The future of farming in southwest Michigan is already happening about 30 minutes east of Cassopolis.

In a section of St. Joseph County, Michigan, corn cobs line the roads and commercialized farms rise higher than most buildings.

Constantine, Michigan is known as the ‘seed corn capitol of the world.’

Pioneer and Monsanto have their largest corn production facilities in the tiny town.

Big agriculture is growing rapidly.

But smaller farmers like the Robinson’s think they can coexist, even though commercialization is sometimes alluring.

“It’s attractive because of the money,” Renee said. “And where [Nick and I are] starting – we’re starting from the bottom. So we might be tempted to see what we can do just to generate more profit. But I have a feeling we’ll always stay to the core of what we’re doing.”

“We’re not in a fight against ‘Big Ag’ [big agriculture],” Lou Ann said. “Personally, I don’t feel that way. We feel that we offer an alternative to people. And if they’re seeking an alternative, then come see us.”

Family first

One thing that hasn’t changed over time is life on the farm.

The Pagel family’s first farm is just up the road from Pagel Produce.

Dave Pagel hopes his son will inherit the family business.

And back in Cassopolis, the eighth generation of Robinson’s is mostly tending to the jungle gym on their grandparents’ property right now.
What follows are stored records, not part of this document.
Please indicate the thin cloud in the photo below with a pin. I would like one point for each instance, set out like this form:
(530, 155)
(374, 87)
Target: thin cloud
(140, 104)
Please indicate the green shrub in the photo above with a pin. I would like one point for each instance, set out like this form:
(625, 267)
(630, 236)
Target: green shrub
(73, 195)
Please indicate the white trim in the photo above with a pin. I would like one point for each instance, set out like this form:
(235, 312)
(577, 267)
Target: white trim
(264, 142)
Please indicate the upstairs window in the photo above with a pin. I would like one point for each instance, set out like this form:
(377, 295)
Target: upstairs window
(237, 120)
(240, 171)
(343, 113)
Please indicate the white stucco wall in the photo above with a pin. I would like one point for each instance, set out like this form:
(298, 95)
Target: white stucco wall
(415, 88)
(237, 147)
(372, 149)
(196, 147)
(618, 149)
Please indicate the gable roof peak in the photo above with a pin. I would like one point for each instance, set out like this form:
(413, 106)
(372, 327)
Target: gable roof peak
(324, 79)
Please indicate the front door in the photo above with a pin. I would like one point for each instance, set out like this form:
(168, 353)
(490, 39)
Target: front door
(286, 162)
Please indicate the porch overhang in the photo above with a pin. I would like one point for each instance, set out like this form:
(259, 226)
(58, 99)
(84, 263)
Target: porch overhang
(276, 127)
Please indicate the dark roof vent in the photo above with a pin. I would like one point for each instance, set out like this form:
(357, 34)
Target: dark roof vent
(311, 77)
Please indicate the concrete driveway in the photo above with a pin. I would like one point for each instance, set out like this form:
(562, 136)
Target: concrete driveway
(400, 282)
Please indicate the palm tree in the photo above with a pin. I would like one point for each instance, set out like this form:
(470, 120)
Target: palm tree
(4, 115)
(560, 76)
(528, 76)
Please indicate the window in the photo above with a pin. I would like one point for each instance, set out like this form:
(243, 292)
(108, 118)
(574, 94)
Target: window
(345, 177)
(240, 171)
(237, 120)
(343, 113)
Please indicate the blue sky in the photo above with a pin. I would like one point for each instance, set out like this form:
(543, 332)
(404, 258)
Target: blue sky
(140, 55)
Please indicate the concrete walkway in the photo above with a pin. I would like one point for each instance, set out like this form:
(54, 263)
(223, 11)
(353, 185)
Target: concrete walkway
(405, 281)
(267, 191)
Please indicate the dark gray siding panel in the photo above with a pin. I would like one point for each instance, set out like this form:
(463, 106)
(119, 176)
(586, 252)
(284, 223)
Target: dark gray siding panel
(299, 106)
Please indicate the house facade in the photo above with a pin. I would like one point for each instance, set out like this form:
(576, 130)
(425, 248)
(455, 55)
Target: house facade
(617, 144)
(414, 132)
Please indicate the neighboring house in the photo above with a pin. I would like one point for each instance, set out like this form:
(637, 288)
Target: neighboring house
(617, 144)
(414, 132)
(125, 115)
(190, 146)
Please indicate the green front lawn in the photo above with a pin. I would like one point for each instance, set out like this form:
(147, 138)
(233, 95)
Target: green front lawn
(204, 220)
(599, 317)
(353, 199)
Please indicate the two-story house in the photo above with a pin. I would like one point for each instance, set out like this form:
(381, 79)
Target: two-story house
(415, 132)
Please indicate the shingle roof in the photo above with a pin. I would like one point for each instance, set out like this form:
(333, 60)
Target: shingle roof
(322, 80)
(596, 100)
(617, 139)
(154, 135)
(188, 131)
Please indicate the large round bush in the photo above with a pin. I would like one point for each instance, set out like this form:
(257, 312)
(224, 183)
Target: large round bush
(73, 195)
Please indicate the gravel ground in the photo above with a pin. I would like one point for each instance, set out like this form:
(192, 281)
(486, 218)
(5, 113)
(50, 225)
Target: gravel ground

But Eli Robinson, the oldest grandson, said he’s considering following in his family’s footsteps.

“It’s always kind of been a part of me,” Eli said. “And I kind of really just don’t want it to go away.”

The Robinson and Pagel families both explained they think farms like theirs will stay in business in this area for years to come because people are becoming more interested in what they’re eating, and how and where it’s grown.

They also agreed that when it comes to how the state treats its farmers, they feel respected and like they’re given a fair shot by Michigan’s government.